The B’nai B’rith Women’s “Admiral Luncheon Cruise” aboard the Mark Twain, will be held Thursday, Aug. 24.
— Aug. 10, 1995
10 Years Ago
The Union for Reform Judaism president, Rabbi Eric Yoffie announced in June that he is planning to retire in June 2012.
Chairman of the Board of Trustees, Peter Weidhorn, has chosen Mauri Willis, past president of Temple Sholom to be one of 30 members of the search committee to find Rabbi Yoffie’s successor.
Cindy Guttman, Susan Brenner, Ellen Dick, Mike Kadetz and Patti Schneider —dedicated volunteers from the Jewish Federation of Cincinnati’s Planning & Allocations Youth and Family Council—recently visited the Jewish Family Service’s (JFS) Kosher Food Pantry to witness the impact this program has on the community. They met with Fran Gafvert, Director of Vital Services at Jewish Family Service —and together they observed first-hand the life-changing effect the Kosher Food Pantry has on the lives of those it serves.
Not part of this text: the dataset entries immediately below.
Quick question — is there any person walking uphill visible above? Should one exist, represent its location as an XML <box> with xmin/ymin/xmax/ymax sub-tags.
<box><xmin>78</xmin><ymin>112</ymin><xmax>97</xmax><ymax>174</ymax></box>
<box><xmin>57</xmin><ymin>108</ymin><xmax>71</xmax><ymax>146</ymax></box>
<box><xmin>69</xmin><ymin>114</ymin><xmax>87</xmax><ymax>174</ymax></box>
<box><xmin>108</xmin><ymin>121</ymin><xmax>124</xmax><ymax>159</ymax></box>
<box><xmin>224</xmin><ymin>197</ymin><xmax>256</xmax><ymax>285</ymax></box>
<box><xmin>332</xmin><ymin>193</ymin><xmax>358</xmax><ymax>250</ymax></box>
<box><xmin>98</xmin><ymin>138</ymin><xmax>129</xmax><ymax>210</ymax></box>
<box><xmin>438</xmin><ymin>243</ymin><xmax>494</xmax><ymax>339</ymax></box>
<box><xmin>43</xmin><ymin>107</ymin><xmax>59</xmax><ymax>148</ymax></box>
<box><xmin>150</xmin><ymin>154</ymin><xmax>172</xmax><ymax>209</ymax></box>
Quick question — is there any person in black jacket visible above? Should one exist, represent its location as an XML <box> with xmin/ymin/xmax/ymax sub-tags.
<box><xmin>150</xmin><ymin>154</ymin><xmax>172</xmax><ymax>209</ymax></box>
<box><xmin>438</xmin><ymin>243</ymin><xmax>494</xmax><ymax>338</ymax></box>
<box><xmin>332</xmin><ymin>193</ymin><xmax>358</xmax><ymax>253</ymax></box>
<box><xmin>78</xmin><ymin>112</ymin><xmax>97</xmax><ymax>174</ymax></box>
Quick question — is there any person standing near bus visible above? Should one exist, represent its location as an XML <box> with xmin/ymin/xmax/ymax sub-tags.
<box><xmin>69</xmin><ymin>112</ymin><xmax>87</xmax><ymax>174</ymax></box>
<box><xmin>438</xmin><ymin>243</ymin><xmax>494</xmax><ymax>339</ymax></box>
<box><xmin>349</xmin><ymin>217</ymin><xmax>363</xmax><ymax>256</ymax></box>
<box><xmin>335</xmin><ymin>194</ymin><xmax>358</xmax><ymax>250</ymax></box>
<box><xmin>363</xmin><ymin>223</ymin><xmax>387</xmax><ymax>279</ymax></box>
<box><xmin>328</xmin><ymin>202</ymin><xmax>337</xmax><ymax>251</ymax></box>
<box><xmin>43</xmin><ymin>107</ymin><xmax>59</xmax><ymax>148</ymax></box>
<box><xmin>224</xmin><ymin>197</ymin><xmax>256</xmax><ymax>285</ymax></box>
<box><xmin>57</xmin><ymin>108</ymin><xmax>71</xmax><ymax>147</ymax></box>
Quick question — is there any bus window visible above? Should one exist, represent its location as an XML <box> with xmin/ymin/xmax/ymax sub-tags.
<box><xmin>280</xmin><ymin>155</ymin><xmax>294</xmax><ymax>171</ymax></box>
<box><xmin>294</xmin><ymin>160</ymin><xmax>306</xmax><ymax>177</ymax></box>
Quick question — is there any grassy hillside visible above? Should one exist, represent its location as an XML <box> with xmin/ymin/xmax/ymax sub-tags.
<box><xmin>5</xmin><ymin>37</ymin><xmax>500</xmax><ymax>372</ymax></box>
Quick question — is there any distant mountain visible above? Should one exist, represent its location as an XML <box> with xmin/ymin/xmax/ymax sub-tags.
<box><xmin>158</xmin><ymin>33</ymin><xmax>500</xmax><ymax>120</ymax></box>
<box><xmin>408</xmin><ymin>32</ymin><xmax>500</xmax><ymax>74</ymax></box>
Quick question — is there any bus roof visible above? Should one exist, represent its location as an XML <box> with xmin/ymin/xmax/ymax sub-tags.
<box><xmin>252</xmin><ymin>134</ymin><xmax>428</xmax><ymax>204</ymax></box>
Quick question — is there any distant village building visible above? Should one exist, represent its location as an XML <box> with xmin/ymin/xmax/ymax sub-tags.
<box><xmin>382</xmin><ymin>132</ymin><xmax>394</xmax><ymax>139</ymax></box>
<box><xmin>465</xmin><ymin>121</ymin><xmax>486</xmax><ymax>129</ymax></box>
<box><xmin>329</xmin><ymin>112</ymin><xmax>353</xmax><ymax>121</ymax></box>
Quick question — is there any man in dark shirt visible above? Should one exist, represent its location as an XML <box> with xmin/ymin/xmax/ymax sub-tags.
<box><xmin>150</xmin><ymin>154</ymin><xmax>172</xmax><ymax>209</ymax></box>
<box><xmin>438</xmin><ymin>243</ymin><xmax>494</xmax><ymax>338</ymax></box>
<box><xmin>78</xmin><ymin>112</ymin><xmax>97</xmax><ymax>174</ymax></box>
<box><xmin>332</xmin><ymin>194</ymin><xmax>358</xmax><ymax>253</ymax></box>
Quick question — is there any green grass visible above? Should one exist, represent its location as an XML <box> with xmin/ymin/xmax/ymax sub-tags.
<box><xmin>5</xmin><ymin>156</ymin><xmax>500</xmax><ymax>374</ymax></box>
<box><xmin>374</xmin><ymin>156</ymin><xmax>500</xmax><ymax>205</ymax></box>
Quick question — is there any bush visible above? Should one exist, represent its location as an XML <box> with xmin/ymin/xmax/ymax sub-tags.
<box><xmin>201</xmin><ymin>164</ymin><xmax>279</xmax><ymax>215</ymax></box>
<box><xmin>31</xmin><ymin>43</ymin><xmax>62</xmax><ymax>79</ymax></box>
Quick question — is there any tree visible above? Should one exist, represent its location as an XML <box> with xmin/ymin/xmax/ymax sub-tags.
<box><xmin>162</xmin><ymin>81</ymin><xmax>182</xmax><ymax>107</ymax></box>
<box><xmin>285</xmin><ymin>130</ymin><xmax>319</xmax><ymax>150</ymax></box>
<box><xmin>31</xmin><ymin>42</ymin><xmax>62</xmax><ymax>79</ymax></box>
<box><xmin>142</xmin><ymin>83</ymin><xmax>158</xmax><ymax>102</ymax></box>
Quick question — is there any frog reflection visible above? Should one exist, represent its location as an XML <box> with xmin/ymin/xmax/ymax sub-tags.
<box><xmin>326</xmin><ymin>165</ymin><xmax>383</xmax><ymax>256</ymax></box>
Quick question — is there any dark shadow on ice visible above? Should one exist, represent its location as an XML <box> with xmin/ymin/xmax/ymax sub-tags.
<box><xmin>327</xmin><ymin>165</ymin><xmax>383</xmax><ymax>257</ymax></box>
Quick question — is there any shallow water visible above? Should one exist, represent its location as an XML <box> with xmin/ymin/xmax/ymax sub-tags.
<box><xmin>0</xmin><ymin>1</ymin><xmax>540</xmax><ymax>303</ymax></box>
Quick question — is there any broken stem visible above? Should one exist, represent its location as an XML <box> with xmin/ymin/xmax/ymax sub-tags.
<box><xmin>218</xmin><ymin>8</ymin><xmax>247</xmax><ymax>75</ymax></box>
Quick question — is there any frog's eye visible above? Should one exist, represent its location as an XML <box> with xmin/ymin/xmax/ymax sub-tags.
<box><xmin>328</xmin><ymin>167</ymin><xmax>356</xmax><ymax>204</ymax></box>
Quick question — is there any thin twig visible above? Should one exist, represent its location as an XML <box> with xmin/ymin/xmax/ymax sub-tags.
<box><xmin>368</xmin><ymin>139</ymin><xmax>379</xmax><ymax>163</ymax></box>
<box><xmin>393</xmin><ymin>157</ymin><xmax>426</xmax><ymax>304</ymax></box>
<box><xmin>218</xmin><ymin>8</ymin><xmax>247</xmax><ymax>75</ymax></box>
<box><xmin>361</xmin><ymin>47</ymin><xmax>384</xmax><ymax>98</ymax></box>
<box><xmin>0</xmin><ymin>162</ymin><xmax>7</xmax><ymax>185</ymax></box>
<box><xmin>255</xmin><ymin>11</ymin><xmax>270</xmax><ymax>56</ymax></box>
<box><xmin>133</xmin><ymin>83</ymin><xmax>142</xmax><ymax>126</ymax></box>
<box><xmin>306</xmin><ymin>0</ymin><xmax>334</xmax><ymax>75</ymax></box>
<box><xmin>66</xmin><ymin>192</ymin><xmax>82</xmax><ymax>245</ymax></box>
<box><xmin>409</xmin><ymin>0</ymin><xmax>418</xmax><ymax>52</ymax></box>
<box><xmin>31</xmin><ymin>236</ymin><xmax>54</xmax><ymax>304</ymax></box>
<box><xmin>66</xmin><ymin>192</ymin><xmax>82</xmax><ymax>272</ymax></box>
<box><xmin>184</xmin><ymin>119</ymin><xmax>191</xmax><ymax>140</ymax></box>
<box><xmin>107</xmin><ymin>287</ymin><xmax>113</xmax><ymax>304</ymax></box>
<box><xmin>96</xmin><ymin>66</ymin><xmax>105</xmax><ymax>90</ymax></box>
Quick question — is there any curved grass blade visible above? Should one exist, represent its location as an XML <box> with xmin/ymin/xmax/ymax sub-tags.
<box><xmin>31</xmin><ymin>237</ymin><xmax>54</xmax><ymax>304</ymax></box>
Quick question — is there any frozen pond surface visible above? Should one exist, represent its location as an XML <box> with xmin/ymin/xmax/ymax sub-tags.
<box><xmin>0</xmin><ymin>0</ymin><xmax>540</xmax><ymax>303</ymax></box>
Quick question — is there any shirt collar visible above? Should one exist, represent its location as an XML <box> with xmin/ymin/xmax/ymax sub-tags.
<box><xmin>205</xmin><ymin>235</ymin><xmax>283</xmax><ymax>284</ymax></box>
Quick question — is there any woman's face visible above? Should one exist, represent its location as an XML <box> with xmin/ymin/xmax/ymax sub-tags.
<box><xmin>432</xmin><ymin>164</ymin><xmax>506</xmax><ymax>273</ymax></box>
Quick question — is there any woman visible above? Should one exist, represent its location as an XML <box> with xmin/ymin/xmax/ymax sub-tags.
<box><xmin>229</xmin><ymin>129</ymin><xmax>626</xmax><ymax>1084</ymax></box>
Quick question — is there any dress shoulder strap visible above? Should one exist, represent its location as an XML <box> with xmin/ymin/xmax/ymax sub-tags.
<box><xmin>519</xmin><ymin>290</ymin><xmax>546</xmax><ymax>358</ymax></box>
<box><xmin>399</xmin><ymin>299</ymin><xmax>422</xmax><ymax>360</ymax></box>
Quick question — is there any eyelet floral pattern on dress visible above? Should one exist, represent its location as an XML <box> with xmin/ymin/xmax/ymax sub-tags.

In the not-too-distant future, the University of Cincinnati’s Department of Judaic Studies will be changing. Following its promotion from program status to department in 1999, the Department of Judaic Studies at the University of Cincinnati is introducing another ambitious prospect of growth and enrichment.
Twenty-two teachers and educators from private and public middle schools and high schools across the country gathered in Cincinnati July 25-30 for an intensive 6-day National Teachers’ Seminar on “Culture and Identity, Past and Present: Exploring the Jewish Experience Through Texts, Films and Literature.” A $65,000 grant by the Posen Foundation underwrote the cost of the seminar.
Twelve years ago, Patsy and Barry Kohn approached Rabbi Irvin Wise about the idea of underwriting the musical program for Adath Israel Congregation’s High Holiday services. “We had always been very impressed with Dani and Bat Ella Birnbaum —the Hazzan and his wife, a singing artist and music teacher— and the unbelievable Adath Israel Choir, led by Mitch Cohen,” they recall.
The Sisterhood of Temple Sholom announces the kick-off of its third annual Rosh Hashanah Honey Sale. The proceeds from this successful fundraiser go to support the Jewish Braille Institute of America.